There's more than one answer to this question, but certainly one plausible explanation is the fact that we as human beings tend to feel more kindly disposed toward people who are completely different from us than toward people who are mostly similar, but different in certain key ways. Like other Christian movements such as the Seventh-Day Adventists, the early 20th-century Pentecostals, and the True Jesus Church in China, the Mormon tradition was founded on a restorationist premise: a desire to reform Christianity by shedding man-made teachings and practices that had accumulated over centuries and returning to the original church established by Jesus and the apostles.
Restorationist movements are anathema to established Christian denominations because the new ("old") churches raise the specter of "sheep stealing" (i.e., inducing defections from one church to another). In many cases it is this fear of the Mormon interpretation of Jesus' message prevailing over the mainline Protestant interpretation, and not the irrational nature of religious belief per se, that drives aggressive interrogations of Mormon belief as "false."
However unscientific some people may find elements of the Mormon religious tradition, Mormons seem to be able to function normally in professions that require high levels of critical facility. Senate majority leader Harry Reid seems to be able to muster votes and pass legislation. Pulitzer Prize-recipient and Harvard historian Laurel Thatcher Ulrich seems to be able to analyze primary sources and show how these sources change our view of the past. My friend Emily Bates, an award-winning researcher, seems to be able to give migraines to laboratory mice so that she can find effective treatments for migraines (good for humans, sad for mice).
The fundamental problem with current national conversations on the Mormon religious tradition as a way of gauging the fitness of Mormon presidential candidates is that while religious affiliation can be an important part of who a person is, it is not possible to determine a person's character or judgment simply by studying the tenets of this or that religious tradition. In the first place, mature religious traditions are complex tangles of doctrine, practice, liturgy, personality, institutions, history, culture, and nearly everything else under the sun. In the second place, people's actions do not necessarily reflect their espoused religious beliefs.
For this reason, articles that point out positive things about Mormonism as a way to show how Mormon presidential candidates might do a good job are just as misguided as negative articles that point out negative things about Mormonism as a way to show that Mormon presidential candidates are unfit for office. Like or dislike, Mormonism does not equal Mitt Romney.

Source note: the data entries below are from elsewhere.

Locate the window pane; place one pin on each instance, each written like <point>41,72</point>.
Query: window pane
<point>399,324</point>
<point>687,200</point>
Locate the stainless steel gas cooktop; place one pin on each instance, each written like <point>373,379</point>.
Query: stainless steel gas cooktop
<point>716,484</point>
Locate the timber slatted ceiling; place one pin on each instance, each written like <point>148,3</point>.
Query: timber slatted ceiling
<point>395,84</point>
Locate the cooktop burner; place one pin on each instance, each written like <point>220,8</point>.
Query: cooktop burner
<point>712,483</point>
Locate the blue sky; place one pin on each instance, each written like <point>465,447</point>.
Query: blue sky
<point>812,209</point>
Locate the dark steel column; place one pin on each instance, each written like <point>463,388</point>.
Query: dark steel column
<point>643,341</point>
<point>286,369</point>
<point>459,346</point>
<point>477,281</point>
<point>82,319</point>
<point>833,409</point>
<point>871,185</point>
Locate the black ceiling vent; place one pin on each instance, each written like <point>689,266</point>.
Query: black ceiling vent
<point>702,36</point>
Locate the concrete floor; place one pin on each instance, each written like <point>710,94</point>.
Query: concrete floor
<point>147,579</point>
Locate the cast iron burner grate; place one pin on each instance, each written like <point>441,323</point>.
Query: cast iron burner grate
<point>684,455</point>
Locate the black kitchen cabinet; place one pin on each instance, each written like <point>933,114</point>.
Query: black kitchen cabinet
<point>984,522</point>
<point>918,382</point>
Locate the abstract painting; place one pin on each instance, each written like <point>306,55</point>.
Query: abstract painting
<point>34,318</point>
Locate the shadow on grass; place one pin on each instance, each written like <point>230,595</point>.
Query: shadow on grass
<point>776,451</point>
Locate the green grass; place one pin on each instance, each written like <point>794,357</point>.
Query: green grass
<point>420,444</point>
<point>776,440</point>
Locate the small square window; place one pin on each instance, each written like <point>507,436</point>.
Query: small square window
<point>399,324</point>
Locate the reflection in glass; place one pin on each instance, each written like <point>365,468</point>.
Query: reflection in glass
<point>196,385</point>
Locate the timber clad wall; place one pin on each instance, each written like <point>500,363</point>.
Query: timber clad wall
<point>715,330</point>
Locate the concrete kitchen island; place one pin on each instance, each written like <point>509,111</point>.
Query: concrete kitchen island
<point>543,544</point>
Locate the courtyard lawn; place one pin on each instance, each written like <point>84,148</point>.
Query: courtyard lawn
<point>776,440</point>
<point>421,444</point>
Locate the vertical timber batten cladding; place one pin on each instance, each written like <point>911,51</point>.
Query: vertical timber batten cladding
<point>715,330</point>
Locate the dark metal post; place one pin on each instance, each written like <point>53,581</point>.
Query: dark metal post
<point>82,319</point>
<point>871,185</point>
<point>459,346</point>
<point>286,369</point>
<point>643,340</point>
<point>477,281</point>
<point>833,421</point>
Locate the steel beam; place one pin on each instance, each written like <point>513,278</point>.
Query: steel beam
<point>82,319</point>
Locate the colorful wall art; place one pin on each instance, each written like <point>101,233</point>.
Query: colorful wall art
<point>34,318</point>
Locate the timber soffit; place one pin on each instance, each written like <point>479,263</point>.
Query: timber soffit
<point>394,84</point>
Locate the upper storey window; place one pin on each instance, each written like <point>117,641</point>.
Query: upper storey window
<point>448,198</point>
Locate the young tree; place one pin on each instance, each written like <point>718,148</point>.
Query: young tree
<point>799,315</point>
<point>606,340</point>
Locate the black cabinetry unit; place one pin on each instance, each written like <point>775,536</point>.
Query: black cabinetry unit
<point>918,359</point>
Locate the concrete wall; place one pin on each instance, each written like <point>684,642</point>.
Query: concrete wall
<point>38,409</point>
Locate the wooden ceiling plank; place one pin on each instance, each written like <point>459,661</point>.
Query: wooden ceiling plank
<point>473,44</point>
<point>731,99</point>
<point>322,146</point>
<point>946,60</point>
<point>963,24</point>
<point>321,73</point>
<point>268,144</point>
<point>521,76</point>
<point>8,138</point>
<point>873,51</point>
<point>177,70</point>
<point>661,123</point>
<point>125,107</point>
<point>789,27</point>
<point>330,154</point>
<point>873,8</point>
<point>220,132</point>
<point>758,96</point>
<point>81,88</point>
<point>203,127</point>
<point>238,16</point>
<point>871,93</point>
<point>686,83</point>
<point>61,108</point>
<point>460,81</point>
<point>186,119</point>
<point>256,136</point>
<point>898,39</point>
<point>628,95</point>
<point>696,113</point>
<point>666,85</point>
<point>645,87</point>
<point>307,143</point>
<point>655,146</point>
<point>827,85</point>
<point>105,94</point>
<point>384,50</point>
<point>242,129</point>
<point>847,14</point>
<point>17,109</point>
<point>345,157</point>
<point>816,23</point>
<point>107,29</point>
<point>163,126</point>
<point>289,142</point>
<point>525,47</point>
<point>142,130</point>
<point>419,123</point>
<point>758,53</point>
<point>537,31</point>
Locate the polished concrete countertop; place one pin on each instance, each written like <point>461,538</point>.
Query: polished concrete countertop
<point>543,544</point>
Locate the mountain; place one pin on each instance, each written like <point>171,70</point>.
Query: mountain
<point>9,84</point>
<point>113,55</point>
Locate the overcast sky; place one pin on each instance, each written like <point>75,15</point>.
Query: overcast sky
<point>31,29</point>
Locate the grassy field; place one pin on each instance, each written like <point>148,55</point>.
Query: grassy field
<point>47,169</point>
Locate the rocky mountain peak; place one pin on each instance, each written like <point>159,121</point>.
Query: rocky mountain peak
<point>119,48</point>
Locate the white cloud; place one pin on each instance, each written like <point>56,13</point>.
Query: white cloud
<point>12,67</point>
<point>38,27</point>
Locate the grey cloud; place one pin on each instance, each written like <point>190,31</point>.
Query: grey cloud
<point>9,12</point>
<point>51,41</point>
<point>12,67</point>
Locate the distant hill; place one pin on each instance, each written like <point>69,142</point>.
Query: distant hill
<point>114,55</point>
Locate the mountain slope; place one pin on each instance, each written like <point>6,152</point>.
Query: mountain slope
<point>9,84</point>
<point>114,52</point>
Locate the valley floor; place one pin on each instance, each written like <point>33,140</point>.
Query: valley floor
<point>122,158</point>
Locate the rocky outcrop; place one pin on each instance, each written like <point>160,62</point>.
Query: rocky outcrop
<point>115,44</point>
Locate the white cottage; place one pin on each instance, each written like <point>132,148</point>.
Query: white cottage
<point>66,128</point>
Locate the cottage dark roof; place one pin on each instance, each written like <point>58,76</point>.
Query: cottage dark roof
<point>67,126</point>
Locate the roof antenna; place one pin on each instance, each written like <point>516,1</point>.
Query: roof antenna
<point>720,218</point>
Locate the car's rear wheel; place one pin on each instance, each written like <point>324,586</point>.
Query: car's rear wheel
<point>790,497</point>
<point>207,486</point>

The feebleness of the notion that you can determine a person's character or judgment based on religious affiliation alone should be apparent from the recently exposed extramarital dalliances of now-former-Representative Anthony Weiner, who happens to be Jewish. While I'm not an authority on Judaism, I do know that Judaism does not condone extramarital sexting (and then lying about it). Just as belonging to the Mormon church doesn't automatically make someone a wacko, being raised a Jew doesn't automatically make someone upstanding.
These national discussions of Mormon doctrine are actually great for Mormons, who are always trying to get people to pay more attention to what they believe. But the question of "What Mormons Believe" is nearly useless for the parallel discussion of whether Mitt Romney, Jon Huntsman, or any other Mormon political candidate will be good at his or her job. For the answer to this question, the American people will simply have to evaluate the candidate's track record and performance in the various electoral tests.
Mormons who achieve success in the broader society tend to be pragmatic and broad-minded about their religious beliefs and practices. They are polyglots, able to speak the language of their faith as well as the language(s) of their professions. Of course, as is the case with most religions, Mormon zealots may exist whose religious convictions hamper their ability to make evidence-based decisions. However, these are not the kind of people who rise to become Senate majority leaders, Harvard professors, cutting-edge scientists, or indeed presidential candidates.
For all who profess religious faith, religion does not necessarily act as a blinder to reality, but can open a new window into human experience. Political candidates should be evaluated on the basis of their demonstrated competence and moral character. As the national conversation about religion and politics continues, Americans should treat others and others' deeply held beliefs in the same way that they would like themselves and their own beliefs to be treated.